Do We Need Attention? A Mamba Primer - 2024

Details

Title : Do We Need Attention? A Mamba Primer Author(s): Sasha Rush 🤗 Link(s) : https://www.youtube.com/watch?v=dVH1dRoMPBc

Rough Notes

The goal of State-Space Models (SSMs) for language like Mamba is to overcome the scaling issues with Transformers, where inference is \(\mathcal{ O }(L)\) and training is \(\mathcal{ O }(L^2)\) where \(L\) is the context length.

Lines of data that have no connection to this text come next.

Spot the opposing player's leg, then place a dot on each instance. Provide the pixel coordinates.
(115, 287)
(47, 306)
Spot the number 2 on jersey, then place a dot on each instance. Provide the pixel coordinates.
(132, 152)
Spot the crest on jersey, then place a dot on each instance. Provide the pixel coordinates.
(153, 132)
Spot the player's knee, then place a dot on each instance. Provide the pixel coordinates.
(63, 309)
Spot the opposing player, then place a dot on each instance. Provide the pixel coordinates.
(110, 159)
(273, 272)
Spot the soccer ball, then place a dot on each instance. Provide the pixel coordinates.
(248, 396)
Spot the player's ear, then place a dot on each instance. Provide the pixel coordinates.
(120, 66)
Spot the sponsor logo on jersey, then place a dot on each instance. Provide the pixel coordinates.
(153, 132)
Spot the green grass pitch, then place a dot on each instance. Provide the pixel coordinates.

SSMs have some desirable properties:

Fixed-size memory, constant during inference.
Compute is linear in length.

Plan of this tutorial:

Understanding the model.
Computing the model.
Designing effective versions.
Scaling the model to its best.

The SSM takes in sequences of tokens - each token is processed by combining it with previous hidden states to produce a new hidden state. Each hidden state is processed to produce an output token. We start with the vanilla RNN: \[ h_k = \sigma(\bar{A}h_{k-1} + \bar{B}x_k) \] \[ y_k = Ch_k \]

The Linear Time Invariant (LTI) model is the same as the vanilla RNN except the nonlinearity is not used - however the common wisdom that these are not good was overturned by the S4 model.

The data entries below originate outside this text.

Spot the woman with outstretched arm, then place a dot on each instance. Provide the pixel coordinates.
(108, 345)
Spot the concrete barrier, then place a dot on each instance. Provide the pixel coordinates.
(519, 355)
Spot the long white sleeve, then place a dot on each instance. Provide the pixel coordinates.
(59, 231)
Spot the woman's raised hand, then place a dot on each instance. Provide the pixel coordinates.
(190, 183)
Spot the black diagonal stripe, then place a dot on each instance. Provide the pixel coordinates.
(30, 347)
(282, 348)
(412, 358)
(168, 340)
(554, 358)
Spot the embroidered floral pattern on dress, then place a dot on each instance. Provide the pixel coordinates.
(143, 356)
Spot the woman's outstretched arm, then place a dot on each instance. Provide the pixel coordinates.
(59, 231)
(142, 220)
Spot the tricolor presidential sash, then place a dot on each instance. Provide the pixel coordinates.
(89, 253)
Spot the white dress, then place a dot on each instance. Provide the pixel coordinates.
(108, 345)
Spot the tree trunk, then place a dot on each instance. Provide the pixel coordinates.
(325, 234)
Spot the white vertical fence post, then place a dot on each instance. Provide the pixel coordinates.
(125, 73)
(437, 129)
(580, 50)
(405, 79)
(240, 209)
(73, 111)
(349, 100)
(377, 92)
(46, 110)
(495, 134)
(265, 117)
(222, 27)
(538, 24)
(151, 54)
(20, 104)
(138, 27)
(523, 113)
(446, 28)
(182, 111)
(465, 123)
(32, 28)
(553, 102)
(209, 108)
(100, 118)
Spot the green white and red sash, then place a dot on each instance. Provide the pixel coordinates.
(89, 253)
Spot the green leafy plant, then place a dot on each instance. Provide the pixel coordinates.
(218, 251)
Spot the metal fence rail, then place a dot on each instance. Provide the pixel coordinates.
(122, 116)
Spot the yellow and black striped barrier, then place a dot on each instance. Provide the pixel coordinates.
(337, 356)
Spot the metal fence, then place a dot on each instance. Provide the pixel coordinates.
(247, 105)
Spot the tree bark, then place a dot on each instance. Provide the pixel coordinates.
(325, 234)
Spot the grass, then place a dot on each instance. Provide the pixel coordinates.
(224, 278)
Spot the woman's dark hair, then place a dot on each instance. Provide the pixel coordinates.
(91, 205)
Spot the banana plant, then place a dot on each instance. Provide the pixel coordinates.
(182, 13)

However in overall perplexity, LTI models are not as good as transformers. The Mamba paper highlights two issues that limit LTI models for language modelling:

Lack of ability to filter, i.e. LTI models cannot ignore tokens. This is because \(\bar{B}\) is the same.
Lack of ability to reset, i.e. LTI models cannot reset histroy. This is because \(\bar{A}\) is the same.

Historically, LSTMs and GRUs were introduced which introduce explicit gating to allow for ignoring and throwing away hidden states (note that LSTMs and GRUs have nonlinearities while LTIs do not).

We can expand LTI models to Linear Time Varying (LTV) models, where the matrices are now time-dependent, i.e. \[ h_k = \bar{A}_kh_{k-1} + \bar{B}_k x_k \] \[ y_k = C_k h_k \]

This allows for resetting by setting \(\bar{A}_k\) to 0, and filtering by allowing \(\bar{B}_k\) to 0. These matrices can be incorporated as functions of the tokens \(x_k\).

For efficient computation, we use methods for computing cumulative sums, namely associative scans. For LTIs and LTVs, we can define a new associative operator for efficient computation.

Now, how to actually get the \(\bar{A},\bar{B},\bar{C}\) parameters?

Option 1: (Griffin) Use a reccurence and input gate.
Option 2: (RetNet) Linear Attention.
Option 3: (Mamba) Continuous-time SSM.

We now narrow down to Mamab. Since the LTVs are in discrete steps, we first discrete the continuous SSM. The time gaps between the tokens, \(\Delta_i\) are predicted from the tokens \(x_i\). We then have: \[ \bar{A}_k = \exp(\Delta_k A) \] \[ \bar{B}_k = (\bar{A}_k - 1)(B(t) / A) \]

Recall the issues with LTIs:

Filtering (LTIs cannot ignore tokens). Intuitively, filtering can be thought of as compressing the token to the smallest possible value in time, i.e. \(\Delta_i\to 0\) for tokens \(x_i\) we want to filter.
Resetting (LTIs cannot reset history by setting hidden state to 0). If we for e.g. go to the title of a new chapter, we want to reset the hidden state, we can set the token to have infinite length i.e. \(\Delta_i \to \infty\), modelling that a lot of time has passed and we are starting in a new 'state'.

Now, how do we scale a fixed-state SSM? We can make sure the hidden state is only initialized in SRAM.